Fayçal Chérif. Le travail opérationnel effectué
conjointement par l’armée, la Garde nationale et la police a sans
conteste amélioré son rendement. Pas plus tard qu’hier soir (NDLR :
jeudi 30 avril 2015) a été démantelé une cellule d’une dizaine de
personnes à Foussana (dans les environs de Kasserine) dont un médecin et
un professeur.
C’est le type d’opération qui est caractéristiquement
menée par la police. En dehors des villes et des petits villages, là
c’est le travail de la Garde nationale. Il est important de bien
comprendre les attributions des trois corps que je viens de citer et
d’insister sur l’importance de leur coordination. À ce niveau,
l’amélioration est notable. L’illustration la plus récente en a été
l’élimination du chef de la katiba Okba Ibn Nafaa, l’Algérien Lokhmane
Abou Saker, il y a à peu près trois semaines. Cette opération a été
menée sur une période de quatre mois, avec un membre infiltré qui a
fourni une voiture à la katiba, voiture qui a été ensuite localisée par
GPS. Puis les forces de l’ordre ont déterminé l’endroit approprié, en
encerclant la zone montagneuse et les ont abattus.
C’est une opération qui a été techniquement très bien préparée et menée.
Il faut bien comprendre aussi que cette région, frontalière avec
l’Algérie, est en quelque sorte favorable à l’activité des terroristes.
On passe sans cesse de petites montagnes à des plaines puis à des oueds
qui communiquent les uns avec les autres. Il est donc très facile de
multiplier les caches d’armes, de provisions, de choisir des endroits
« pratiques » pour piéger les forces militaires, tendre des embuscades
et ensuite se retrancher dans les montagnes. C’est une configuration qui
facilite également la communication avec les cellules dormantes qui
vont ravitailler les éléments actifs en nourriture ou en armement.

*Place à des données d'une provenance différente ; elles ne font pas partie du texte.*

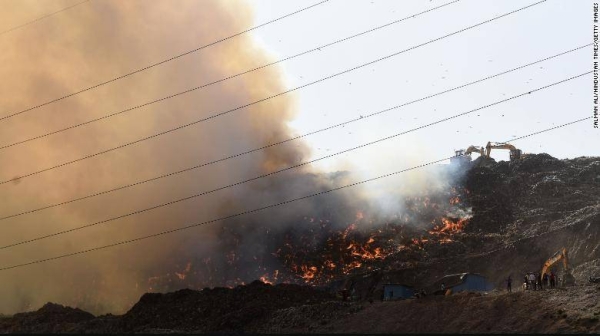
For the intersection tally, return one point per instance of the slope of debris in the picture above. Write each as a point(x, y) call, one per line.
point(522, 212)
point(572, 310)
point(50, 318)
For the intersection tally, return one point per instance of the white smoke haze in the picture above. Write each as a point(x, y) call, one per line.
point(103, 39)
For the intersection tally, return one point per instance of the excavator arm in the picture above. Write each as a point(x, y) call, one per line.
point(556, 257)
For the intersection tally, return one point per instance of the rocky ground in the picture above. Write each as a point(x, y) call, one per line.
point(523, 212)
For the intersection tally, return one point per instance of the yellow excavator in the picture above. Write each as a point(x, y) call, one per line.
point(515, 154)
point(462, 156)
point(568, 278)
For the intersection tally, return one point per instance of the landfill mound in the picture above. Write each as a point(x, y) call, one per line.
point(51, 318)
point(571, 310)
point(522, 213)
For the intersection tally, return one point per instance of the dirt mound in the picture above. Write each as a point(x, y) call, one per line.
point(217, 309)
point(48, 319)
point(523, 212)
point(573, 310)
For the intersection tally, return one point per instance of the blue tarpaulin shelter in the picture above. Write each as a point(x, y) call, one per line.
point(465, 282)
point(397, 292)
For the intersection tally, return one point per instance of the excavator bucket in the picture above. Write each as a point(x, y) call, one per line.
point(568, 280)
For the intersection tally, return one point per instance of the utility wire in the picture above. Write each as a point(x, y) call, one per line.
point(220, 80)
point(364, 117)
point(295, 166)
point(159, 63)
point(266, 98)
point(248, 211)
point(41, 18)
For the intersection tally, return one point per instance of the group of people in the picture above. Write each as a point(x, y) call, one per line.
point(535, 281)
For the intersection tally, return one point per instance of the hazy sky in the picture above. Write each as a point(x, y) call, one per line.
point(532, 34)
point(103, 39)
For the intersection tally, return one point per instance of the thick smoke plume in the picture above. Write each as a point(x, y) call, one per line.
point(103, 39)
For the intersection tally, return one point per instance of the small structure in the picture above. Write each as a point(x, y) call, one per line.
point(465, 282)
point(397, 292)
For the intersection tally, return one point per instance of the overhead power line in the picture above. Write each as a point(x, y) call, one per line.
point(362, 118)
point(158, 63)
point(41, 18)
point(124, 242)
point(269, 97)
point(295, 166)
point(203, 86)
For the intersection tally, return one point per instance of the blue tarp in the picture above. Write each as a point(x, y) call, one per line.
point(395, 292)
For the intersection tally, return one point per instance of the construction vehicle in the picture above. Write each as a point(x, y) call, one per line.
point(515, 154)
point(463, 156)
point(568, 278)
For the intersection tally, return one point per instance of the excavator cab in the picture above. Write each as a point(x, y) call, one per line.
point(515, 154)
point(460, 158)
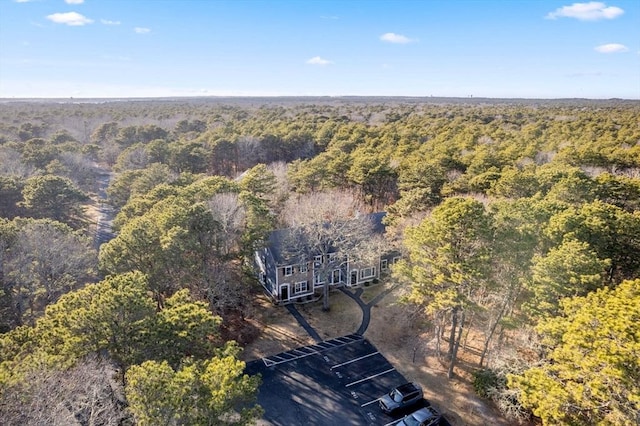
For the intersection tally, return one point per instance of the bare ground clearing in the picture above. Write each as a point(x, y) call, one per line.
point(411, 350)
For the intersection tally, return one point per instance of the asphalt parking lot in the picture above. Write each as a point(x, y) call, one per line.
point(334, 382)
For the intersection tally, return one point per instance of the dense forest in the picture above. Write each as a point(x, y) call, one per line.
point(519, 220)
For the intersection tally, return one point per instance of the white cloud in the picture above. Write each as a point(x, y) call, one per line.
point(73, 19)
point(592, 11)
point(317, 60)
point(611, 48)
point(395, 38)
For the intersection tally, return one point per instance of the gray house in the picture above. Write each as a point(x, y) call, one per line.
point(294, 277)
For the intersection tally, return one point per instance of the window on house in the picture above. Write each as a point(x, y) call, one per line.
point(301, 287)
point(367, 272)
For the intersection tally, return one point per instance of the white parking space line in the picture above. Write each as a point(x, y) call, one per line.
point(354, 360)
point(370, 402)
point(370, 377)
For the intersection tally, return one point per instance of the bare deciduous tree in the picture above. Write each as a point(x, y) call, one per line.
point(331, 228)
point(86, 394)
point(46, 261)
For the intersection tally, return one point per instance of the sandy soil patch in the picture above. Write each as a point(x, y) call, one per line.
point(410, 349)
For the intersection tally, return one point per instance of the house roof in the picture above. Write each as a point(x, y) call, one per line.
point(277, 242)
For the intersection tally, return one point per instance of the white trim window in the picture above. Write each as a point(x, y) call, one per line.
point(384, 264)
point(367, 272)
point(301, 287)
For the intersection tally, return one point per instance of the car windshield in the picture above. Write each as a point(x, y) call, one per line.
point(410, 421)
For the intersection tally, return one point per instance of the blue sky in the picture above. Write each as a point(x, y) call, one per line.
point(480, 48)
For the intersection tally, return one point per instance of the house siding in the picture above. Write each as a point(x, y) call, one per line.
point(284, 287)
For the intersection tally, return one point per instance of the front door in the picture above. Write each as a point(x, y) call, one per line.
point(284, 293)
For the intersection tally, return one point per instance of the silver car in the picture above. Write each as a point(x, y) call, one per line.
point(401, 397)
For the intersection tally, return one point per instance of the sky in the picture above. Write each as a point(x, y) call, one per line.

Donc pour moi, l’évolution qualitative est significative, notamment concernant le renseignement qui s’est lui aussi amélioré.
Mondafrique. La récente nomination d’Ali Seriati à la tête
d’un conseil consultatif sur les questions de sécurité est-elle une
bonne chose d’après vous ?
F.C. Ce sont les syndicats des forces de sécurité et
de la police qui ont érigé ce conseil. Ce n’est donc pas officiel. Les
syndicats des forces de sécurité ont souhaité faire appel à ces anciens,
qualifiés de « sages » pour la circonstance, pour bénéficier de leurs
connaissances et de leur expertise dans le domaine. C’est une décision
qui a été violemment contestée, car beaucoup de Tunisiens se montrent
particulièrement méfiants envers ce qui est parfois désigné comme un
« retour de l’ancien régime », avec ces personnalités très connues ici
et qui ont clairement aidé et soutenu la dictature. Mais il est vrai que
tout le démantèlement du service de renseignement qui a été opéré en
2011 a énormément desservi le pays, car il a favorisé l’émergence du
terrorisme en Tunisie, donc cette option reste à voir.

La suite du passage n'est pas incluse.